Last month, the Senate Community Affairs Legislation Committee met with the Department of Health, peak bodies and unions on the passage of the latest legislation from the Royal Commission reforms – and all operators should take note of the comments made by the Department’s Deputy Secretary, Michael Lye.

The Deputy Secretary emphasised the Department’s focus on reforming the culture of the aged care sector, warning that the fast pace of reform will continue – and providers need to focus on putting consumers first.

DOH sticking to tight timeframe

As we discussed here, the second tranche of the Government’s Royal Commission legislation under the Aged Care and Other Legislation Amendment (Royal Commission Response No. 2) Bill 2021 covers a wide range of reforms including:

  • the Australian National Aged Care Classification (AN-ACC) funding model;
  • employment screening for aged care workers and governing persons of approved providers; and
  • a code of conduct for approved providers, workers and board directors including new banning orders for individuals.

Mr Lye stressed that while the Department is committed to consultation on the reforms, the Government also wants to stick to the timeframe set down by the Royal Commission.

“We are trying to engage them with a very complex set of reforms and signal to them in every area, and consult them in every area, that we’re doing work,” Mr Lye said.

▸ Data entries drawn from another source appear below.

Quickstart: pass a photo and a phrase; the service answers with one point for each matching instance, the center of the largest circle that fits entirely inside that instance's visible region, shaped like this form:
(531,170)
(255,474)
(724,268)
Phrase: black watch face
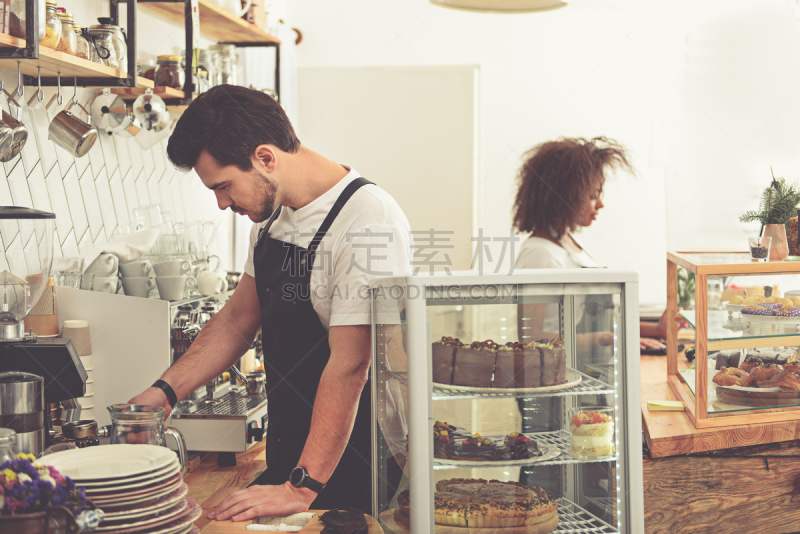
(297,476)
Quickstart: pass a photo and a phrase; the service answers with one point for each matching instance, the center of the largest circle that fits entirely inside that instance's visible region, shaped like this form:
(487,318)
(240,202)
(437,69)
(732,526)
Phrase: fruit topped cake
(443,354)
(592,434)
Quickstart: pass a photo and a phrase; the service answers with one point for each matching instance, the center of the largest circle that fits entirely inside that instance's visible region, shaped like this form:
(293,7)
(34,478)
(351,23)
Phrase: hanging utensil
(149,110)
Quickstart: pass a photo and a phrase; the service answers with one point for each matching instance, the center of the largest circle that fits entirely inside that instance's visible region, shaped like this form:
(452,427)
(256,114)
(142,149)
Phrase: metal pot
(22,409)
(256,383)
(108,113)
(150,110)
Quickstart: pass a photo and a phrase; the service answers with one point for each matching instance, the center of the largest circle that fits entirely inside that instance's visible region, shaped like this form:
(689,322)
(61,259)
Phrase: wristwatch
(299,478)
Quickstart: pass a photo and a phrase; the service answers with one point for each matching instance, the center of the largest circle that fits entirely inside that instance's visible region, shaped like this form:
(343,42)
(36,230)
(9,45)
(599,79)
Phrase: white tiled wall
(94,194)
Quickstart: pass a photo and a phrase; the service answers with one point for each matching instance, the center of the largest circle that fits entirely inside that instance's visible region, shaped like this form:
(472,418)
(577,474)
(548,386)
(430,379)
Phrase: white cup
(136,268)
(172,268)
(210,283)
(137,286)
(173,287)
(104,266)
(105,284)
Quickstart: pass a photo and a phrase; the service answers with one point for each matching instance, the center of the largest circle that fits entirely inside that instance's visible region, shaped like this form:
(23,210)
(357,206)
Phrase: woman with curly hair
(560,191)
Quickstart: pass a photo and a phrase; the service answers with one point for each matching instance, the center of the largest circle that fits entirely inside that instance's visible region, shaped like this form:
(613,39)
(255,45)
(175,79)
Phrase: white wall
(702,94)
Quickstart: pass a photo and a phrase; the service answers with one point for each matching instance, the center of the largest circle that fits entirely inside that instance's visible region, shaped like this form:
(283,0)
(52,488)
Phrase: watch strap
(168,391)
(314,485)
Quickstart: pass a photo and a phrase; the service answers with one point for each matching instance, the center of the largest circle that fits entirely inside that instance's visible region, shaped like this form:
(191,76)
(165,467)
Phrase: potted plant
(778,203)
(37,499)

“We have a very tight time frame to meet the Royal Commission’s timetable for recommendations, which is why we think there’s a sense of urgency with this.”

Providers not going to “fall over a cliff”

The Deputy Secretary was also blunt on providers’ concerns about the implementation of the AN-ACC model in October 2022.

The hearing had noted that the Department’s shadow assessments are running behind schedule and will not be able to provide guidance on the financial impact by February, when many providers are preparing their 2022-23 budgets.

“I’m not sure about this issue regarding funding on which they can’t frame a budget. As Mr Richardson said, the uplift in funding is $7.8 billion. The idea that they think they’re suddenly going to fall over a cliff – that’s not going to happen,” he stated.

Consumers – not providers – first

Mr Lye went on: “There is a culture here where providers of all kinds have been in control of this care sector.”

“They expect to be running the show but they’re not going to run the show. The Royal Commission was very clear about the culture in this sector, which we have to address.

“The Budget was really clear that providers do have very, very good signals about the level of investment going forward in residential and home care. So, I think the idea that they can’t frame a budget because there’s so much uncertainty, given the high level of uptick in their base funding, stretches belief.”

“In terms of culture, we have a real problem here that we’re trying to address, where the consumers’ interests have been subordinate to the interests of these providers. I understand they’ll have a go on this and they want to be told everything and they want to control the pace of reform, but we’ve got a very clear set of written instructions from the Royal Commission and also the Government, which has accepted the Royal Commission’s recommendations, that we need to change things about the sector.

“This is one area we feel very strongly about. I don’t know that that kind of complaint from providers is much more than self-interest at this point.”

Mr Lye added that the data from the shadow assessments is unlikely to be ready by February, but will be made available as soon as possible in advance of the AN-ACC implementation.

But his comments highlight the fact that there will be no reprieve from the fast pace of reform – and the Department expects providers to get on board.